Hana terhuyung ke depan, panik.
“Tuan… dia…”
Ia tidak tahu apa yang sedang terjadi.
Namun di dalam dirinya muncul ketakutan yang tidak pernah ia rasakan sebelumnya.
Seolah seseorang menarik napas tepat di belakangnya dan berkata:
“James dalam bahaya.”
Hana memegang meja agar tidak jatuh.
“Tidak… tidak… jangan sampai dia terluka…”
bisiknya.
Air matanya mengalir lagi.
Jantungnya semakin cepat.
Ia tidak bisa menjelaskan,
tidak bisa menganalisa,
tapi hatinya tahu:
Sesuatu buruk sedang bergerak ke arah James.
Entah di mana.
Entah dari siapa.
Namun Hana tahu kapan waktu terasa berubah—
ketika orang yang ia sayangi diam-diam…
sedang menuju bahaya yang tidak ia lihat.
“Jamesss…”
suara Hana pecah, lemah dan penuh ketakutan.
“Jangan… jangan pergi sendirian…”
“Jangan cari masa lalu itu sendiri…”
Air mata jatuh di lututnya.
“Karena musuhnya…
bukan hanya masa lalu…”
Hana terisak.
“…tapi ayahmu sendiri.”
Pintu Hana Mendadak Terbuka
Klik.
Hana langsung kaku.
Soni masuk dengan wajah tenang, namun matanya…
lebih gelap dari biasa.
Ia baru saja selesai memberi perintah mengenai James.
Ia menatap Hana lama.
“Hana.”
suara Soni pelan namun tajam.
“Kau menangis lagi.”
Hana cepat menyeka air mata.
“Ti-tidak, Tuan… saya hanya… saya merasa—”
“Kau merasa apa?”
Soni mengangkat dagu.
Hana menunduk.
“Saya merasa ada hal buruk…”
“Buruh?”
Soni tersenyum tipis.
“Kau bermimpi lagi?”
“Tidak… saya… saya merasa James…”
Hana berhenti sebelum kalimatnya tumpah.
Soni mendekat satu langkah.
“Hana,” katanya datar.
“Kau tidak perlu memikirkan James.”
Hana menggigit bibir.
Soni menatapnya lebih dalam, menilai setiap gerakan tubuhnya.
“Aku sudah mengurus semuanya,” ujarnya singkat.

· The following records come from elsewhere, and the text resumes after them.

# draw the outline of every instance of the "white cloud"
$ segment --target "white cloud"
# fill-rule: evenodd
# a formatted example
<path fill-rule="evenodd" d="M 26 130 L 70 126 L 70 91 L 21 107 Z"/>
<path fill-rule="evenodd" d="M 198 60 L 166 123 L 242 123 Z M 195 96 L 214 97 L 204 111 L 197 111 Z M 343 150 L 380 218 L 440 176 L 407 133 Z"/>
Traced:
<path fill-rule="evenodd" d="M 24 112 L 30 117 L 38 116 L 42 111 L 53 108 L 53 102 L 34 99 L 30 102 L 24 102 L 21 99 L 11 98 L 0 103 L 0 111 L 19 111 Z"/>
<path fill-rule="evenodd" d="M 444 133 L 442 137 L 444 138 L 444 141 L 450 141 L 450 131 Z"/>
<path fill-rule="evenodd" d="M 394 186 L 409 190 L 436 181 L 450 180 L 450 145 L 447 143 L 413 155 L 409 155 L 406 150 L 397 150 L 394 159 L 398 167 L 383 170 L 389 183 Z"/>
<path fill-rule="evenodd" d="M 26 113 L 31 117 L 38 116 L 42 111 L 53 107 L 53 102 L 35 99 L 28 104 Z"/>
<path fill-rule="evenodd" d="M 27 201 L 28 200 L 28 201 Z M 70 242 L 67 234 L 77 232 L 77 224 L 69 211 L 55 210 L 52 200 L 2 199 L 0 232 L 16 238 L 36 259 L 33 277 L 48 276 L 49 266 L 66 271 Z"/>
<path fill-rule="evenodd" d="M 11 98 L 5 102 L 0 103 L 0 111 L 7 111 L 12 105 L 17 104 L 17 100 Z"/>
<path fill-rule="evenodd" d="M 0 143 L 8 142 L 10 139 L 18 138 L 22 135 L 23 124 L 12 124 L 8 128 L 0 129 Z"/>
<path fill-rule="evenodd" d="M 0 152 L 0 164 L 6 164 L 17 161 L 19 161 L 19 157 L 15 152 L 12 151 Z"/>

“James tidak akan menemukan apa pun.”
Hana menegang hebat.
Soni menambahkan dengan senyum kecil:
“Dan kalaupun dia mencari…”
Ia mencondongkan tubuh, suaranya hampir seperti bisikan:
“…dia tidak akan sempat menemukan apa pun.”
Hana langsung pucat.
Terlalu pucat.
Soni memperhatikan reaksi itu.
Dan untuk pertama kalinya…
sorot matanya berubah.
Ada kecurigaan baru yang muncul.
Ia memiringkan kepala.
“Hana…”
suaranya merendah,
“…kenapa kau terlihat lebih ketakutan daripada biasanya?”
Hana menunduk.
Namun tubuhnya tidak bisa berbohong.
Jari-jarinya gemetar keras.
Soni melihat itu.
Dan ia TERSENYUM.
“Ah,” katanya pelan,
“jadi kau takut James akan terluka?”
Hana membeku total.
Soni mendekat, menyeruput ketakutan Hana seperti aroma wangi mahal.
“Hana…”
bisiknya halus tapi mengancam,
“…apakah kau masih punya hati untuk dia?”
Hana tidak bisa bicara.
Lidahnya membeku.
Soni tertawa kecil.
Tawa yang membuat ruangan terasa lebih sempit.
“Sayang sekali…”
ujar Soni sambil berbalik menuju pintu,
“…sekarang aku harus memastikan dia tidak melangkah terlalu jauh.”
Ia membuka pintu.
Namun sebelum keluar, ia berkata tanpa menoleh:
“Dan kau…”
suara Soni tajam.
“…jangan menangis.”
Pintu menutup.
Hana langsung jatuh berlutut, menangis pecah.
Karena tanpa Soni sadari…
Soni baru saja mengungkapkan satu hal penting:
James sedang berada di jalan yang bisa menghabisinya.
Dan Hana tidak bisa melakukan apa pun.